No money in Pakistan budget for Iranian gas pipeline U.S. opposed

By Tom Hussain - McClatchy Foreign Staff

June 12, 2013 05:08 PM

Pakistan’s newly elected government Wednesday unveiled its first budget, which gave the go-ahead for buying two new nuclear power plants from China but made no allocation for a long-proposed natural gas pipeline from Iran that had sparked complaints from the United States.

In not budgeting for the Iranian pipeline, agreed to by his predecessor in February, Prime Minister Nawaz Sharif tactfully sidestepped a potential diplomatic clash with the United States, which had warned that the pipeline, if it were ever built, could lead to sanctions on Pakistan. The deal also was criticized as a trap for the new administration by Sharif’s brother and de facto deputy, Shahbaz Sharif, the chief minister of Punjab province.
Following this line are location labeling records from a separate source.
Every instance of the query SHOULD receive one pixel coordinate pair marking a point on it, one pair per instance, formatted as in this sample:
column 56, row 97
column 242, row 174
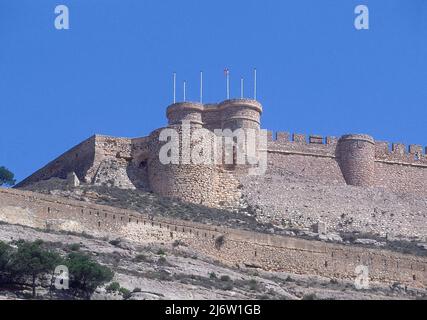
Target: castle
column 353, row 159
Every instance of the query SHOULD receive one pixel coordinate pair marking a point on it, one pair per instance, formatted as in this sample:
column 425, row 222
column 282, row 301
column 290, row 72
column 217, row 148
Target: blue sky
column 111, row 72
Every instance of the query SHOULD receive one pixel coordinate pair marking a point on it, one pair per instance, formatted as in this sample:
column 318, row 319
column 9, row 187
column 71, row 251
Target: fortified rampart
column 270, row 252
column 353, row 159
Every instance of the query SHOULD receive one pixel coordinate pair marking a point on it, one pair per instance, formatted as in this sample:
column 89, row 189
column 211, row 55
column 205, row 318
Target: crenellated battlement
column 353, row 159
The $35.5 billion budget, which was presented to Parliament by the new minister for finance, Ishaq Dar, suggested that the new government would follow through on Sharif’s plan to resolve the country’s power shortages that Dar said had cut the country’s economic growth by 2 percent in the outgoing fiscal year, which ends June 30.
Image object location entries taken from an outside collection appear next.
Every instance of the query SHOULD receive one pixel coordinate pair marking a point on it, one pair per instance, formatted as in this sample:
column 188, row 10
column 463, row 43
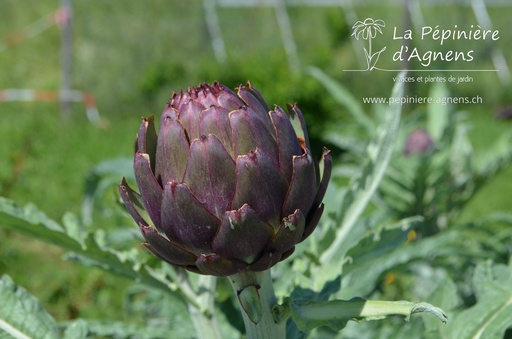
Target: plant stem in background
column 256, row 297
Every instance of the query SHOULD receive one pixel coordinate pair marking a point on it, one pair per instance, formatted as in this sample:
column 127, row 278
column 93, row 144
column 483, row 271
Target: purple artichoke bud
column 228, row 183
column 418, row 142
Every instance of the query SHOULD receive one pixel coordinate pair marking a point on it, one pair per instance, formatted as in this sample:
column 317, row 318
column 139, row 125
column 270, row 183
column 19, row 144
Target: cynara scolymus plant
column 230, row 186
column 228, row 183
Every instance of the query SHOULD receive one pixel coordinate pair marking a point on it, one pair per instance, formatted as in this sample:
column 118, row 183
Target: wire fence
column 139, row 39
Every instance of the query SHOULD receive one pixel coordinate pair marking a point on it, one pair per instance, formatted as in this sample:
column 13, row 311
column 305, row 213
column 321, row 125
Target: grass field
column 45, row 159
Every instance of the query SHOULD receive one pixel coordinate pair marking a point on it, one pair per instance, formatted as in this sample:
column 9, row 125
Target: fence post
column 66, row 55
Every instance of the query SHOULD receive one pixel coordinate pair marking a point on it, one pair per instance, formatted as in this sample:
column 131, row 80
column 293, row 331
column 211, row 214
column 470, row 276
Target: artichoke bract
column 228, row 183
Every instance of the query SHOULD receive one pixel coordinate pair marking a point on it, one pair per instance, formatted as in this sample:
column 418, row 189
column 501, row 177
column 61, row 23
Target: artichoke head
column 228, row 183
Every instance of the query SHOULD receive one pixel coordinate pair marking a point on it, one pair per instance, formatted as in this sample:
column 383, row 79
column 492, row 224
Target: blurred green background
column 131, row 55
Dar’s budget would switch Pakistan’s power generation plants from expensive imported fuel oil and gas to much cheaper coal sourced partly from undeveloped reserves in Pakistan’s southern Sindh province. The rest probably would come from huge mines in India, Pakistan’s traditional foe, with which it has fought two wars since both gained independence from Britain in 1947.

The South Asian neighbors opened talks Tuesday about the planned import of Indian electricity via cross-border cables near the eastern Pakistani city of Lahore.

The budget also sets aside about $430 million for new nuclear power plants from China, a project that the United States and India have both objected to at meetings of the Nuclear Supplier Group, one of the international groups that attempts to prevent nuclear proliferation. But Pakistan insists that the plants are unconnected to the country’s nuclear weapons program and are regularly inspected by the International Atomic Energy Agency. Pakistan possesses between 80 and 120 nuclear weapons, according to estimates by Western analysts.

A Cabinet minister, speaking to McClatchy on condition of anonymity because he was not authorized to discuss the project with a reporter, said the Iranian gas pipeline hadn’t been altogether dropped, largely because that would invoke a penalty payment to Iran. Instead, he said, Pakistan’s new government would procrastinate by trying to haggle lower prices from Tehran, based on the comparison with coal.

Analysts also said Sharif could forgo the Iranian pipeline because of the prime minister’s good relations with Saudi Arabia. Sharif spent six years in exile in the Persian Gulf kingdom as part of a deal for his release from jail in Pakistan negotiated by the Saudi royal family, after he was overthrown in a military coup staged by Gen. Pervez Musharraf in October 1999.

Pakistani news outlets have reported that Sharif’s administration has since last month quietly been holding talks with the Saudis for a steady supply of crude oil and refined products on a deferred-payment basis, a step that would considerably ease pressure on the country’s treasury, which registered a record 8.5 percent fiscal deficit in the waning fiscal year.

Analysts said the new energy proposals are consistent with Sharif’s plan to stay focused on solving problems at home. They expect him to continue to adopt policies different from those favored by the Pakistani military, which has pursued an ambitious strategy of involvement in Afghanistan.

"Sharif is a man who views matters in very simple terms," said Habib Akram, executive editor of Dunya, a popular cable news channel based in Lahore.

"He is completely focused on fixing Pakistan’s internal problems, and believes developments in Afghanistan are somebody else’s indigenous problem that doesn’t concern Pakistan as long as the violence there doesn’t spill over its borders," Akram said.